Кинфия, сидевшая по другую сторону, поздравила меня и тут же добавила:
– В прошлом году канефора Аполлона шла гораздо увереннее и не сбивалась. О твоей окровавленной ноге шептались сначала жрецы, затем матери, так мы и узнали. Матери могут задуматься, какая из тебя выйдет жена, раз ты так легко можешь пораниться. Да и сыновья теперь вряд ли избавятся от засевшего в их памяти образа твоих окровавленных пальцев.
Тише, Кинфия!
К нам спешил мой любимый брат Гектор. Он резко остановился прямо передо мной и глубоким, зычным голосом провозгласил:
– Сегодня на горе Олимп боги возносят хвалу моей сестре! Прекрасной канефоре, которая не дрогнула и не оступилась, несмотря на полученную рану.
Я улыбнулась ему, забыв о Кинфии. Гектор всегда был моим героем и защитником, но он не стал бы лгать. Если он верил, что я справилась хорошо, значит, так оно и было.
Он подпрыгнул на месте, вечно в движении, вечно полный теплой энергии. У брата были черные кудри и округлые брови, так похожие на мои – отец всегда хвалил эту нашу черту. Но у Гектора они были выразительнее – вся сладость медовой соты, а у меня лишь легкий ее привкус.

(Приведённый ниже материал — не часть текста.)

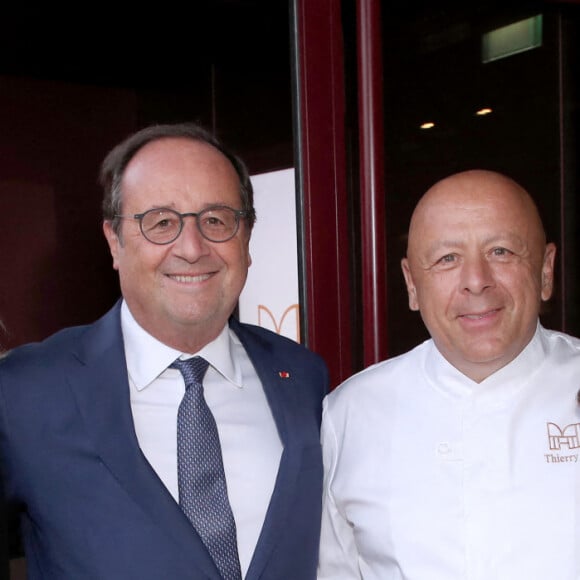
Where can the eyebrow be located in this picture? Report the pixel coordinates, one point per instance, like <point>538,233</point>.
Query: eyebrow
<point>505,237</point>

Брат поднял руку, сложив пальцы буквой «V»[3], затем опустился на колени.
– Тебе больно?
Я откинула голову назад, беззвучно говоря «нет».
– Не слишком.
Мама поднялась со своего места подле отца и подошла к нам. Гектор мгновенно оказался на ногах и придержал ее за локоть, когда она склонилась надо мной.
– Дай мне осмотреть твою ногу.
Я сняла сандалию.
– Мм. Молодость! Порезы быстро заживают. – Она похлопала меня по колену. – Весь народ восхищается тем, что ты не уронила корзину, – и мы с твоим отцом тоже. Ты проявила поразительную отвагу и решительность.
Она никогда раньше не называла меня отважной. Интересно, действительно ли я была такой, как она говорит?
Кинфия заерзала на своем месте. Хорошо.